Each year Anne gets an eye test in Harvard, during which time I sit in the front of the store listening to spectacle salesmen make a spectacle of themselves.
This year saw the usual personnel, plus one.
I'll start with the plus one. A latin gentlemen replete with wafer thin mustache talked to a middle aged guy as if they were in an ironic infomercial within a daytime soap opera. And just when I thought their stiff conversation could not get any worse Jorge wished the customer a happy Valentine's Day for Monday.
Cardigan guy has been there a few years. He's a heavy-set young (and I believe straight) man who dresses like a skinny man in pastel colors. Under the blue ribbed top was a teal polo shirt that even a leather-mit-a-like Floridian would say was a bit too much.
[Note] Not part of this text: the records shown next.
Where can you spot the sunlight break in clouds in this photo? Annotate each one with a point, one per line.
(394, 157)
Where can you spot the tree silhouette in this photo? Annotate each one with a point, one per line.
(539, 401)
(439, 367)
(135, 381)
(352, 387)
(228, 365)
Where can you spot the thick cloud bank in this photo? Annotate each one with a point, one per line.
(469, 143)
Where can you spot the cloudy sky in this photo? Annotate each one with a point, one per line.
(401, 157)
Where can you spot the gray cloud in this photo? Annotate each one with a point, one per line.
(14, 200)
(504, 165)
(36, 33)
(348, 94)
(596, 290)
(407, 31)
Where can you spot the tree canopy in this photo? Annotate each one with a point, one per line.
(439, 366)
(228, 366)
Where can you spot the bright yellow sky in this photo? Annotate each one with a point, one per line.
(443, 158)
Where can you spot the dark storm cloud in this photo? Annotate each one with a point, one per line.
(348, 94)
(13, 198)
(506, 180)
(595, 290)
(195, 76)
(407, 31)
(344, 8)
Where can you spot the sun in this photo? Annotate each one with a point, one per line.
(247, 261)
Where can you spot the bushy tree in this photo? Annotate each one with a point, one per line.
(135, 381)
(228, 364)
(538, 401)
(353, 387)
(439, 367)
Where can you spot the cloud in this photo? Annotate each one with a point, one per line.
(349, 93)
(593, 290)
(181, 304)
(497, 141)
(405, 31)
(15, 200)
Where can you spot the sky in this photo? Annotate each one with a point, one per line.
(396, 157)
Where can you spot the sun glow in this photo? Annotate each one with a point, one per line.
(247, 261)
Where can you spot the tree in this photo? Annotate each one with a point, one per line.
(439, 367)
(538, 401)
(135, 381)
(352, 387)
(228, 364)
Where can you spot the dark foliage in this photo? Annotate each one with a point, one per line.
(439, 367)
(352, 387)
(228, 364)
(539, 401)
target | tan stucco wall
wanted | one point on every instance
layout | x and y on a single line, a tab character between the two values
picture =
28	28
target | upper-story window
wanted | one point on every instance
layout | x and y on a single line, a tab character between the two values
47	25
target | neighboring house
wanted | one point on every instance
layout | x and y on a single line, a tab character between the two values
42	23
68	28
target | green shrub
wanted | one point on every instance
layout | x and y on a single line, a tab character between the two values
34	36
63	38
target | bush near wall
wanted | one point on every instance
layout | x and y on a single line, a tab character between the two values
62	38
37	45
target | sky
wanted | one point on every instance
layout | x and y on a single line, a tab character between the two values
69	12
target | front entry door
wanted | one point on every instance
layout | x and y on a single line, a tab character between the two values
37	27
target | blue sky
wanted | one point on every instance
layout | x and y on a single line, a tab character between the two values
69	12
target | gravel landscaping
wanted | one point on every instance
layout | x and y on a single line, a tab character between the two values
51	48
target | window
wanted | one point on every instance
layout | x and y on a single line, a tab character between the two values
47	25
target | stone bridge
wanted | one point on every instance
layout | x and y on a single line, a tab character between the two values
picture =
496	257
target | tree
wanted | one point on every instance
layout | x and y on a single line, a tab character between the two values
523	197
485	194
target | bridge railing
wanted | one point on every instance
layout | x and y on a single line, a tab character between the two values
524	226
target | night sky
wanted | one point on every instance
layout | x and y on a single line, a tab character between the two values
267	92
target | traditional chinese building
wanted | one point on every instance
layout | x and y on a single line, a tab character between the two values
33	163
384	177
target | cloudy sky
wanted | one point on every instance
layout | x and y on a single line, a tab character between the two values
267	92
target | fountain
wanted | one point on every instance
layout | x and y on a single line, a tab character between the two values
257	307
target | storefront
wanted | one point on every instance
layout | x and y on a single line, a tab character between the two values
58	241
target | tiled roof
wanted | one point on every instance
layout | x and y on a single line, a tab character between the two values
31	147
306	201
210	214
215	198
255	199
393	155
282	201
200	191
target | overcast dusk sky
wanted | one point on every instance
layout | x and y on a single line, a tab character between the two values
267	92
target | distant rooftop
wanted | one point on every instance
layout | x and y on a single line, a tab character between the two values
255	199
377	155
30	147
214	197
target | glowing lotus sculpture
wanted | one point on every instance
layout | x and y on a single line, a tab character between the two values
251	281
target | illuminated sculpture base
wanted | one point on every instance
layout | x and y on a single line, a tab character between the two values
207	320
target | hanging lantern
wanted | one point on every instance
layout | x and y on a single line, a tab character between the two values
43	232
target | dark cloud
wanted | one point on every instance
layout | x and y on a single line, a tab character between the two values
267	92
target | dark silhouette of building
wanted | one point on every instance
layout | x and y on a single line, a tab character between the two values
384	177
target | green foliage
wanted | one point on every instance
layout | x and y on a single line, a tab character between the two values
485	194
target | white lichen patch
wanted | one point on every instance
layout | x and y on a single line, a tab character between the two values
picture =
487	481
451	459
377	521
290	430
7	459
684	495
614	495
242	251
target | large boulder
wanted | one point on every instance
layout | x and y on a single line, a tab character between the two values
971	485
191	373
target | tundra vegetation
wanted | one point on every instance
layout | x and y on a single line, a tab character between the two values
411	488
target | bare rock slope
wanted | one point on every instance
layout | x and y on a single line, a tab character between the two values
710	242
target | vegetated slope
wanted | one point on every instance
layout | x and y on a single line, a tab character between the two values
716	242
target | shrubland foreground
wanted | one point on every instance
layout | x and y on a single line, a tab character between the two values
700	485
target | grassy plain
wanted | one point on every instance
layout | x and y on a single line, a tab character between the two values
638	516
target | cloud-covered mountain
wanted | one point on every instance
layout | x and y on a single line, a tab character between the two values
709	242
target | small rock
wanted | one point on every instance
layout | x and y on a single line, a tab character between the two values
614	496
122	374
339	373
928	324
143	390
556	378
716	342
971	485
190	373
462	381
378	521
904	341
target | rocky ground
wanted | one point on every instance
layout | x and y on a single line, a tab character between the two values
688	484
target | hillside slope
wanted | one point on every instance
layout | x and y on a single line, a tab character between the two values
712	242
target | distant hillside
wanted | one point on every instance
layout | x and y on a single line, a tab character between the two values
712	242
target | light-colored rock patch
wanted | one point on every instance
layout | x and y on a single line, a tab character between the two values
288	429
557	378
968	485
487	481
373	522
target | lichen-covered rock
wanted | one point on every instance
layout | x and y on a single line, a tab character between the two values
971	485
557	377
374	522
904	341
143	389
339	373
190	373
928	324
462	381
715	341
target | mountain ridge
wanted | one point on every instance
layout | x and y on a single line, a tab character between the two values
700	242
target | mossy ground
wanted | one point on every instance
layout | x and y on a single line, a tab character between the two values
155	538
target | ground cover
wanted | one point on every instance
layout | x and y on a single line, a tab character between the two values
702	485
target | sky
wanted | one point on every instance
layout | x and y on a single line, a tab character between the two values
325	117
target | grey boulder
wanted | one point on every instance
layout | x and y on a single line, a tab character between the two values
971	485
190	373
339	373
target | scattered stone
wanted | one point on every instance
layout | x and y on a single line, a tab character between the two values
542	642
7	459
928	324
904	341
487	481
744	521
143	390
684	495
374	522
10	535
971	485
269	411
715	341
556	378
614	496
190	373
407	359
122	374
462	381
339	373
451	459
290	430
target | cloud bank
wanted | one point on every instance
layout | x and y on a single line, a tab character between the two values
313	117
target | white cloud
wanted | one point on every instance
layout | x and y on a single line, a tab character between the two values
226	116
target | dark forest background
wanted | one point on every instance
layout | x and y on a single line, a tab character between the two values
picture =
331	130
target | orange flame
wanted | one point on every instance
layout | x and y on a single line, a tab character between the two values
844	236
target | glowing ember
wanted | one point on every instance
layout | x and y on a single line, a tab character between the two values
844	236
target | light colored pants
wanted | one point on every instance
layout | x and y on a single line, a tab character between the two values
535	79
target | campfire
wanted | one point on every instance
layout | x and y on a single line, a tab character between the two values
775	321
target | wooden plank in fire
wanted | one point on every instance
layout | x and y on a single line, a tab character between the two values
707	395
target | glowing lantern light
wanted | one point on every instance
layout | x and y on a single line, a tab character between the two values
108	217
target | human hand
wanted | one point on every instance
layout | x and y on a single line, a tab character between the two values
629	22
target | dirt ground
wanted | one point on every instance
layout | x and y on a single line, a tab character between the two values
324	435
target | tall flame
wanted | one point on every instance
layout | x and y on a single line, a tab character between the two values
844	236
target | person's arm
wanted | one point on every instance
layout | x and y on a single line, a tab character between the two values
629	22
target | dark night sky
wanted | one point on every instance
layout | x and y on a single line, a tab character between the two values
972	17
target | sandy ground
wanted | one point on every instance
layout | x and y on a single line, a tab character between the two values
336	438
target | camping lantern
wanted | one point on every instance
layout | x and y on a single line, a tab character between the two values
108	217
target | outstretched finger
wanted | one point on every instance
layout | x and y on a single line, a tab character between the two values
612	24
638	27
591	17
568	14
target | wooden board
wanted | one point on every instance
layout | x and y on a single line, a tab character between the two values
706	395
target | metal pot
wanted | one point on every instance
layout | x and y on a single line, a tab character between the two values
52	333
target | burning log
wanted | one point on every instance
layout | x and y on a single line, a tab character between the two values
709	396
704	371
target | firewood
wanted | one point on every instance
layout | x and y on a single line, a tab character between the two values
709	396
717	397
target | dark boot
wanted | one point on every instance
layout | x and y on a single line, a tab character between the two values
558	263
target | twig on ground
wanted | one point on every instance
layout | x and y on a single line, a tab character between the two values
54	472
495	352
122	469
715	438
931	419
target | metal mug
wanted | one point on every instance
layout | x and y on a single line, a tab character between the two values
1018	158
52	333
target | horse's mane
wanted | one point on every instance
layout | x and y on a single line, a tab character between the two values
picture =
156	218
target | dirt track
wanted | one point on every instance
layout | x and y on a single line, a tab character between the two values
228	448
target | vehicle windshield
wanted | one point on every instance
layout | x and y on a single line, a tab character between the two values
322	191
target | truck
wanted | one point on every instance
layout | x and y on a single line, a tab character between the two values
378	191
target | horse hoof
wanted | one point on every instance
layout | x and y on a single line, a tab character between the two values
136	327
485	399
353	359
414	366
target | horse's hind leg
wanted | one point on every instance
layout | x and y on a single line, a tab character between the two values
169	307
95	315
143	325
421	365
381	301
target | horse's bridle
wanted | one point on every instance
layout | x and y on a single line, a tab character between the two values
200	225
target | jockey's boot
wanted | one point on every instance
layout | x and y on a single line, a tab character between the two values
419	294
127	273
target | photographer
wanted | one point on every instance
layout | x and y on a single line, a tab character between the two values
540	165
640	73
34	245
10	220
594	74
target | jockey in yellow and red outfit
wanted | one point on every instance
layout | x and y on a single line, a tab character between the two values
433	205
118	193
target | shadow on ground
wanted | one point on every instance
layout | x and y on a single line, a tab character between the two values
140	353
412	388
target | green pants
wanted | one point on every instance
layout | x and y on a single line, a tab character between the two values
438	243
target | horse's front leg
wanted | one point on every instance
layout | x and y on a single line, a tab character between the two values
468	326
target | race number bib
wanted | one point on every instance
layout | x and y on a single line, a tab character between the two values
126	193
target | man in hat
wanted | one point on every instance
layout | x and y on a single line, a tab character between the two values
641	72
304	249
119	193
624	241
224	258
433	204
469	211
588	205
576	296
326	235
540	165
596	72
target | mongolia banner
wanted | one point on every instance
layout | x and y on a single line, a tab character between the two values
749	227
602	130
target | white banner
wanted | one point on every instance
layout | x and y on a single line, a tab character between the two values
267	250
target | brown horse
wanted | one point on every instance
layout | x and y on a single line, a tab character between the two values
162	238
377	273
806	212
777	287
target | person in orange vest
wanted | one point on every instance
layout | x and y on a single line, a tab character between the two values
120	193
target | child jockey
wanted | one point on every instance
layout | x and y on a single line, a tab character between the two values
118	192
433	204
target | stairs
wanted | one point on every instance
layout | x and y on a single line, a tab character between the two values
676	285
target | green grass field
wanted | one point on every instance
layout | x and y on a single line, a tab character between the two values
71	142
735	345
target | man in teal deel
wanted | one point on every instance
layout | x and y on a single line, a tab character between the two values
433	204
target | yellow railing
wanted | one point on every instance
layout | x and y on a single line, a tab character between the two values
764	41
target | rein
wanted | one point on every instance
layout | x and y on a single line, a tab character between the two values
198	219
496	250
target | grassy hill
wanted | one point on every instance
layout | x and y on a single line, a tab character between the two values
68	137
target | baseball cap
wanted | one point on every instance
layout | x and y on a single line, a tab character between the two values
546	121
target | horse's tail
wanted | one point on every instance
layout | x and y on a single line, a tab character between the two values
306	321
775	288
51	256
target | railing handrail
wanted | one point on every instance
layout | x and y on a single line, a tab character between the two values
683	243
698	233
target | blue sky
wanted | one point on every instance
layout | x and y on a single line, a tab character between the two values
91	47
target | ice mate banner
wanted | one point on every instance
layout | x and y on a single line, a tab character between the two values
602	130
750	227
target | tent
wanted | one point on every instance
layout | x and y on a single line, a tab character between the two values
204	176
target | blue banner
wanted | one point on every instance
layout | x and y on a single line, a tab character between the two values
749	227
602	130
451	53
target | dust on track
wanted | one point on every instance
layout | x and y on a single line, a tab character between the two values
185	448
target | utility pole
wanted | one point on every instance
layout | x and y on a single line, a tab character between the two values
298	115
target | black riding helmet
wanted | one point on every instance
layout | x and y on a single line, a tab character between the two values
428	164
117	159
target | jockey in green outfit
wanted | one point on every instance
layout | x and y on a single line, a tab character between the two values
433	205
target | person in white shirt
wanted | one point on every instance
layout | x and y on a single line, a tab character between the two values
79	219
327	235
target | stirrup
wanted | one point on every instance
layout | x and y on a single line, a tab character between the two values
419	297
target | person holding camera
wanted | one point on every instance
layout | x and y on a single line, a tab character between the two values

He always seems annoyed that people are asking for discounts from their various medical plans, and he appears to think that a 30 second conversation is a window into your eye-glass soul. He hands out advice like an old Jewish woman.
Behind the counter is an older woman who says "No" to whatever request the poor bastard of a customer makes.
Joining her is a Lauryn Hill look-a-like. During my 45 minutes sat watching I formed no fucking clue what she does other than bark passive aggressive shit to her co-workers.
Finally the eye doctor ... well ... Anne dislikes her. I just thought she dressed like a bat.